Cookie Dough is not yet able to establish that it is likely to succeed on the merits. Therefore, this factor does not weigh in favor of granting Cookie Dough's motion.
C. Balance of Harms
The balance of harms factor “involves assessing the harm the movant would suffer absent an injunction, as well as the harm the other parties would experience if the injunction issued.” Prairie Field Servs., LLC v. Welsh, 497 F.Supp.3d 381, 404 (D. Minn. 2020). It is undisputed that granting the preliminary injunction would put Defendants out of business, ending a family's primary source of income and causing the owners to default on a $230,000 loan. (See Doc. No. 16, Ehrisman Decl. ¶¶ 16-17.) By contrast, in denying the request for preliminary injunction, Cookie Dough would potentially risk consumer confusion in a market where it cannot currently operate and may face an additional challenge in refranchising the area in the event it successfully registers to sell franchises in Minnesota.

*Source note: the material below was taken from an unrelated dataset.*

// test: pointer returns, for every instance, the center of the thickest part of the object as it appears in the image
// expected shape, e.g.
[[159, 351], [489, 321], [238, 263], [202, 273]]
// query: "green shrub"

Because any harm inflicted on Plaintiff is uncertain while the harm to Defendants is definite and significant, the balance of harms weighs in favor of denying the injunction.
D. Public Interest
The final factor to consider is public interest. Public interest supports both unrestrained competition and the upholding of contracts, two public interests confront each other similarly in the parties' respective positions. See Life Time Fitness, Inc. v. DeCelles, Civ. No. 12-420, 2012 WL 639453, at *4 (D. Minn. Feb. 28, 2012). This factor, therefore, is a neutral one.
After considering Cookie Dough's motion and the record evidence, three of the four Dataphase factors weigh against granting a preliminary injunction and the remaining factor is neutral. Cookie Dough's motion therefore is denied.
ORDER
IT IS HEREBY ORDERED that Plaintiff's Motion for Temporary Restraining Order and Preliminary Injunction in Aid of Arbitration (Doc. No. 6) is DENIED.